Abstract
Purpose :
The natural history of retinitis pigmentosa (RP) is known to vary across different inheritance patterns and across genetic etiologies. Two large groups of disease include RP caused by mutations in ciliary genes and RP caused by mutations in non-ciliary genes. This study aims to determine differences in disease progression in patients with mutations in ciliary and non-ciliary genes using spectral-domain optical coherence tomography (SD-OCT) and 30Hz flicker response in full-field electroretinograms.
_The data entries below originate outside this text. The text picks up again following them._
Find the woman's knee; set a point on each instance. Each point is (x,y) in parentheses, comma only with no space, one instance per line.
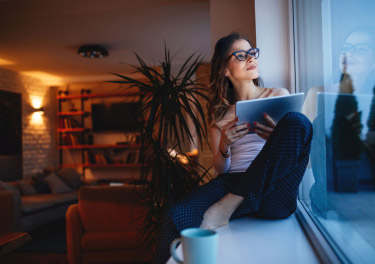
(297,122)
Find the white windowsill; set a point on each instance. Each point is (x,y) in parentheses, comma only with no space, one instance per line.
(250,240)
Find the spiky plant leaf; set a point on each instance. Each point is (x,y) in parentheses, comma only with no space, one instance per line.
(165,101)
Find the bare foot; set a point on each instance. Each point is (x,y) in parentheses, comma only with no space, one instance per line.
(219,213)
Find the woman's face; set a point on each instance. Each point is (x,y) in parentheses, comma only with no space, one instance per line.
(358,55)
(237,70)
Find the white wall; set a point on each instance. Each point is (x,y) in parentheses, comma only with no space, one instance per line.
(272,36)
(231,16)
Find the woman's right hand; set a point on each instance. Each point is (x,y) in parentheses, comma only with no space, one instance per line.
(231,133)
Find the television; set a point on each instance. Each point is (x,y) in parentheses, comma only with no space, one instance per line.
(115,117)
(10,124)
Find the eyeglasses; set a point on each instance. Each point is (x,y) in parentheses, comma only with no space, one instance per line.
(242,55)
(359,49)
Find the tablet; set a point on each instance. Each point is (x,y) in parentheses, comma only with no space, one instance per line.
(250,111)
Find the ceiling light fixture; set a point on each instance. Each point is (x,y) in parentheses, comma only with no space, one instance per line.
(92,51)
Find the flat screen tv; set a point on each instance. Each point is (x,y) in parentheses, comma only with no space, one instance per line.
(10,124)
(115,117)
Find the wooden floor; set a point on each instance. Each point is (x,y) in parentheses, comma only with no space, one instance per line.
(33,258)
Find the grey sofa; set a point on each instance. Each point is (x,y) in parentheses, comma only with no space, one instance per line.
(22,213)
(25,213)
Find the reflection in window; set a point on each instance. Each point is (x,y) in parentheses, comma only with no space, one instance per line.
(335,68)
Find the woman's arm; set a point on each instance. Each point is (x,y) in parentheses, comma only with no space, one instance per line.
(221,164)
(222,140)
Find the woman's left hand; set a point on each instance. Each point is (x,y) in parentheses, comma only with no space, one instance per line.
(264,131)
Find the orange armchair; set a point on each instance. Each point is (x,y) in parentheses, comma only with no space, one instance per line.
(104,226)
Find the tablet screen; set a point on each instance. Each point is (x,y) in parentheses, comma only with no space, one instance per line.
(250,111)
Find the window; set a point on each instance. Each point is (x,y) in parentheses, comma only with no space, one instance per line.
(334,44)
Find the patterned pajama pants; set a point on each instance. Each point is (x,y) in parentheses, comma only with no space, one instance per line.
(269,185)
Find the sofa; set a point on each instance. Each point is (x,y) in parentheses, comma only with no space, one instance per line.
(105,226)
(29,204)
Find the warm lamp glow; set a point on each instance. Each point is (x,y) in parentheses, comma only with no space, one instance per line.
(36,118)
(5,62)
(36,101)
(46,78)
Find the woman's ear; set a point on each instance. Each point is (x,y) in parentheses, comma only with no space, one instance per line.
(226,72)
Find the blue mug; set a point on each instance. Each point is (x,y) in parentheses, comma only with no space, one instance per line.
(199,246)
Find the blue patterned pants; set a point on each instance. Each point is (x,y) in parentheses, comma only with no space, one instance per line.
(269,185)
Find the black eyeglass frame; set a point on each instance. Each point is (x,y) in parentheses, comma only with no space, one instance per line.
(247,52)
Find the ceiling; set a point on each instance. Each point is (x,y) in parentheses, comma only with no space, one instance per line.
(41,37)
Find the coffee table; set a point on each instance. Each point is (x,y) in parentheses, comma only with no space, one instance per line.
(12,241)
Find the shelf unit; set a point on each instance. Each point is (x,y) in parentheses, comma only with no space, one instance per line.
(72,132)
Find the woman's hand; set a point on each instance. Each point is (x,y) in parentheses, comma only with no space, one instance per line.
(264,131)
(231,133)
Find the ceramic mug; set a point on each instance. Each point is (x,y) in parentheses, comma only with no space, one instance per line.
(199,246)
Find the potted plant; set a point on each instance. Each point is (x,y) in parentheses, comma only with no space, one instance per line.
(166,103)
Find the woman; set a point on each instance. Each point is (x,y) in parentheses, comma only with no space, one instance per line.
(259,172)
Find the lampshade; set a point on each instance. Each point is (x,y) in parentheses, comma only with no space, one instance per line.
(92,51)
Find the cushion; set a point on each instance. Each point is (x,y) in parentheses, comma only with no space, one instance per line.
(26,188)
(8,187)
(56,185)
(71,177)
(40,185)
(34,203)
(111,209)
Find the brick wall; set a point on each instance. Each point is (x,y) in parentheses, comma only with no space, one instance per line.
(38,136)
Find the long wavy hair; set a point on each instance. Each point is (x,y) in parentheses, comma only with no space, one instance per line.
(222,91)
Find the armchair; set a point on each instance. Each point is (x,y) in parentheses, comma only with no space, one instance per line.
(104,226)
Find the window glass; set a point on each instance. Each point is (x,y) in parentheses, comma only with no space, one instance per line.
(335,68)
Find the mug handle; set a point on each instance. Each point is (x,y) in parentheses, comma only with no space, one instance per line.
(173,250)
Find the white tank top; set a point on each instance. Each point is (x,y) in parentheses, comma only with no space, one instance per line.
(244,151)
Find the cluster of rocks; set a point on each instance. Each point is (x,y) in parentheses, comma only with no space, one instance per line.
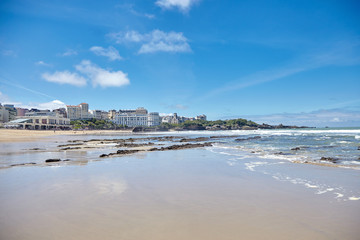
(249,138)
(51,160)
(119,152)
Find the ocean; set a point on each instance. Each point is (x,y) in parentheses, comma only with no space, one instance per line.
(277,184)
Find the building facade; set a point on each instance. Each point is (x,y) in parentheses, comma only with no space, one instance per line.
(40,121)
(138,117)
(78,112)
(4,114)
(12,111)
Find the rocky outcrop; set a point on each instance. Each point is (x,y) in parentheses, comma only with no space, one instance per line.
(53,160)
(199,139)
(135,144)
(70,148)
(329,159)
(119,152)
(249,138)
(182,146)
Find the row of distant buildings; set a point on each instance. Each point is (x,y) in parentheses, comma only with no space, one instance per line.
(13,117)
(60,118)
(130,118)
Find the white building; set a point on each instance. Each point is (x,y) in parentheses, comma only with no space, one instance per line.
(99,114)
(76,112)
(138,117)
(40,121)
(4,114)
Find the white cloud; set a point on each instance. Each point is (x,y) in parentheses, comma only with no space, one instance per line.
(69,52)
(109,52)
(65,77)
(131,9)
(130,36)
(9,53)
(55,104)
(178,106)
(42,63)
(102,77)
(182,5)
(155,41)
(320,118)
(3,98)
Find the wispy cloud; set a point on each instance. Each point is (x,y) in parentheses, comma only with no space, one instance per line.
(65,77)
(42,63)
(69,52)
(130,8)
(9,53)
(88,71)
(155,41)
(178,106)
(3,98)
(109,52)
(11,83)
(182,5)
(319,118)
(102,77)
(54,104)
(340,53)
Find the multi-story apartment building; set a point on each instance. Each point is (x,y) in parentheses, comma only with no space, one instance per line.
(12,111)
(4,114)
(76,112)
(138,117)
(99,114)
(175,119)
(40,120)
(21,111)
(201,117)
(111,114)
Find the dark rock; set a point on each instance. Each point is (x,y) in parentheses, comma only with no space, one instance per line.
(119,152)
(70,148)
(138,129)
(329,159)
(70,145)
(182,146)
(53,160)
(21,164)
(249,138)
(199,139)
(134,144)
(234,136)
(248,128)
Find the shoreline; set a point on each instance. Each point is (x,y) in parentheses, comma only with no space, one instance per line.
(22,135)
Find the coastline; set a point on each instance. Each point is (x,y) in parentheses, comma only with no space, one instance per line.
(186,194)
(21,135)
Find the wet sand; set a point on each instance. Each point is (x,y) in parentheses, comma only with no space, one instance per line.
(185,194)
(19,135)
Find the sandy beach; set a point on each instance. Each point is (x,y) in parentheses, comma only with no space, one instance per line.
(19,135)
(196,193)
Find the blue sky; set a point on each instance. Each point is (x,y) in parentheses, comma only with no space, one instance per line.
(270,61)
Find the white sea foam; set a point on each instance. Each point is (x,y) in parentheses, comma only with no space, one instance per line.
(339,195)
(308,185)
(325,191)
(354,198)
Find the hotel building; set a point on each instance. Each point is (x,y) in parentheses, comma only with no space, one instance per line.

Study of the natural history of disease is critical to improve understanding and may guide clinical therapies by demonstrating which will require more aggressive and earlier intervention.
Methods :
Retrospective chart review was performed of patients with genetically confirmed diagnoses of RP. SD-OCT images were obtained from 285 patients, 188 of whom were found to have mutations in ciliary genes. 30Hz flicker amplitudes were obtained from 69 patients with mutations in ciliary genes and 33 patients with mutations in non-ciliary genes. SD-OCT images were evaluated through measurements of ellipsoid zone (EZ) length and central foveal thickness (CFT) using the built-in caliper tool on the Spectralis HRA+OCT. The amplitudes of the 30Hz flicker electroretinograms were collected from a Diagnosys Espion Electrophysiology System.
Results :
Longitudinal analysis of SD-OCT images revealed that the EZ deteriorated at a mean rate of 26.4µm/year in the ciliary gene cohort as compared to 15.7µm/year in the non-ciliary gene cohort. Measurement of CFT revealed a mean decrease of 0.7µm/year in the ciliary gene cohort as compared to 1.06µm/year in the non-ciliary gene cohort. 30Hz flicker amplitude decreased at a mean rate of 1.4µV/year in the ciliary gene cohort and 0.8µV/year in the non-ciliary gene cohort. The mean follow-up period for SD-OCT images was 4 years, while the mean follow-up period for 30Hz flicker measurements was 2.2 years.
Conclusions :
Our study suggests that on average, RP due to mutations in ciliary genes may progress faster than RP due to mutations in non-ciliary genes as seen by EZ measurements and 30Hz flicker amplitudes. Therefore, patients with ciliary gene mutations may require more aggressive and earlier therapeutic intervention, and EZ line measurements and 30Hz flicker amplitudes may serve as viable outcome measurements for future clinical trials.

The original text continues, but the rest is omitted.